Mirafiori, accordo fatto senza Fiom
TORINO.E' stato firmato ieri sera l'accordo fra sindacati e azienda per il rilancio di Mirafiori. Non ha firmato la Fiom, il forte sindacato dei metalmeccanici aderente alla Cgil, come era già successo a Pomigliano. Hanno detto si le altre sigle, Fim, Uilm, Fismic e Ugl.
«Il miglior regalo di Natale che potessimo fare alle nostre persone, una grande opportunità», commenta a caldo Sergio Marchionne, amministratore delegato di Fiat. «Grande soddisfazione, un'intesa innovativa, un vantaggio per il paese», aggiunge Emma Marcegaglia, presidente di Confindustria. «Chi non ha firmato il contratto - avverte il ministro del Lavoro, Maurizio Sacconi - non sarà sullo stesso piano rispetto a chi ha firmato».
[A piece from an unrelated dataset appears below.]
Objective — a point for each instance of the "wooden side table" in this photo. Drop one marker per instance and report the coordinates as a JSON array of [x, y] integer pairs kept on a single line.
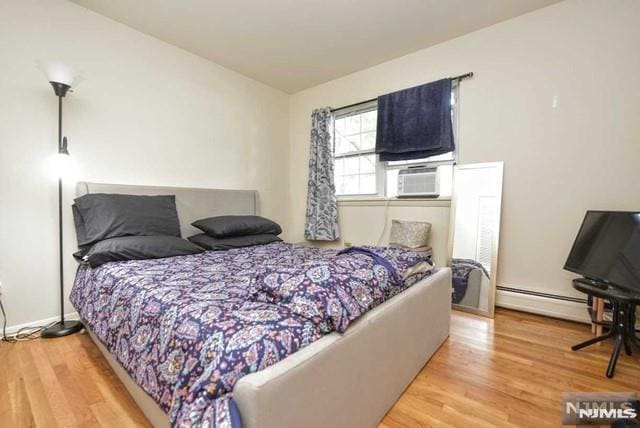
[[597, 313], [622, 326]]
L'accordo prevede, da subito, un investimento da un miliardo di euro per trasformare la fabbrica simbolo della casa automobilistica torinese. «Con una gestione unitaria della trattativa - dice Federico Bellomo, segretario provinciale della Fiom di Torino - si sarebbe cambiata la logica del 'o cambia il sindacato o cambia il sindacato". Questo è quanto ci ha proposto la Fiat. Noi abbiamo chiesto passi avanti da parte dell'azienda, ma questi passi non sono arrivati. Anzi, vengono cancellati 20 anni di relazioni industriali. Si butta a mare l'accordo del 1993 e questo, proprio con la più grande industria del Paese e di fronte al silenzio delle altre sigle. E' oltremodo grave che sia l'azienda a decidere quali organizzazioni sindacali possono sottoporsi al voto dei lavoratori». Ieri, nel corso dell'ultima giornata di trattative, azienda e sindacati hanno provato a smussare gli angoli. C'erano, sul tavolo, le questioni dei turni, delle assenze, delle pause e degli straordinari. Sulle assenze Marchionne ha tenuto duro. Sostiene che nella fabbrica di Torino le assenze per malattia sfiorano l'8% e Fiat punta a portarle al 3%. Per questo Fiat vorrebbe non pagare i primi tre giorni di malattia (quelli a carico dell'azienda perchè l'Inps paga solo dal quarto giorno in avanti) nel caso di malattie brevi, ripetute e a ridosso delle feste. Braccio di ferro anche sui turni, con Fiat che chiede 10 turni settimanali (due per cinque giorni) e 120 ore di lavoro straordinario obbligatorio all'anno. C'è anche la proposta di una settimana 'cortissima", fatta di quattro giorni di lavoro, ma con turni di 10 ore. In discussione anche le pause e la mensa a fine turno. «Il piano è qualcosa di unico - dice Marchionne - e con il 51% dei favorevoli siamo pronti a fare l'investimento. Dallo storico impianto di Torino usciranno Suv di classe superiore, destinati ai mercati di tutto il mondo. In questo modo si dà un futuro ai 5500 dipendenti di Mirafiori». Il prossimo passo sarà il voto dei lavoratori. Vi parteciperanno tutti o solo quelli legati ai sindacati che hanno firmato l'accordo? In serata l'ultimo attacco Fiom: «Perché accordi dappertutto e non a Torino? Perchè Fiat vuole sperimentare un modello che superi il contratto di lavoro». (g.f.)